Mises on how the “boon” of a tariff privilege is soon dissipated (1949)

Ludwig von Mises

Found in Human Action: A Treatise on Economics, vol. 3 (LF ed.)

The Austrian economist Ludwig von Mises (1881-1973) argued in Human Action that those granted the political privilege of tariff protection enjoyed a boon that would be short lived as the gains would be competed away by new entrants:

It is important to realize that what those benefited by these measures (tariffs) consider an advantage for themselves lasts only for a limited time. In the long run the privilege accorded to a definite class of producers loses its power to create specific gains. The privileged branch attracts newcomers, and their competition tends to eliminate the specific gains derived from the privilege. Thus the eagerness of the law’s pet children to acquire privileges is insatiable. They continue to ask for new privileges because the old ones lose their power.

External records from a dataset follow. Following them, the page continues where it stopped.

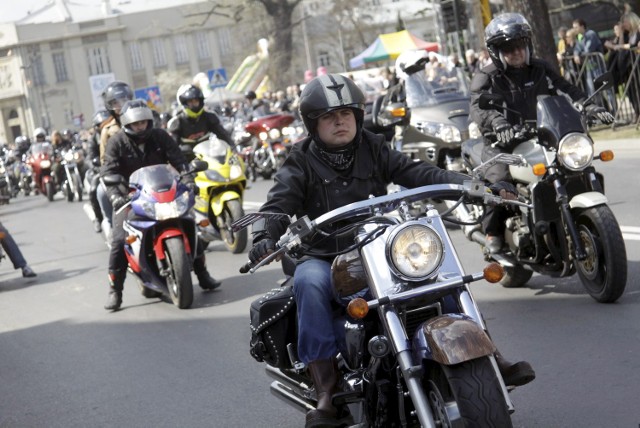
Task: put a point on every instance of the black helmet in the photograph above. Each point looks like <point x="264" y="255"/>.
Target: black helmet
<point x="187" y="93"/>
<point x="99" y="117"/>
<point x="116" y="94"/>
<point x="136" y="111"/>
<point x="504" y="29"/>
<point x="330" y="92"/>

Mises had surprisingly little to say specifically about tariffs and other forms of “protection” for producers, since he thought the arguments in favour of free trade were “so clear, so obvious, so indisputable” that they barely needed repeating. In his mind there was little theoretical difference between domestic and foreign trade and so everything he said about intervention in the domestic economy applied equally to exchanges with “foreigners.” His most extensive treatment of tariffs therefore occurred in a chapter on “Liberal Foreign Policy” where he stressed the mutual benefits of a peaceful international trading system. In this quotation Mises argues that tariffs are a political privilege granted to a minority of interests but warns that the “boon” they got from the government would be short lived as internal competition by upstarts in the protected industry would gradually compete away those benefits. The next point he makes is very important and relates to his dynamic theory of interventionism, by which is meant the idea that one intervention creates a problem which is too often solved by the government introducing another intervention, and so infinitum. He makes a similar argument here about the constant clamor of “the law’s pet children” to get new privileges as the benefits of the first one wore off.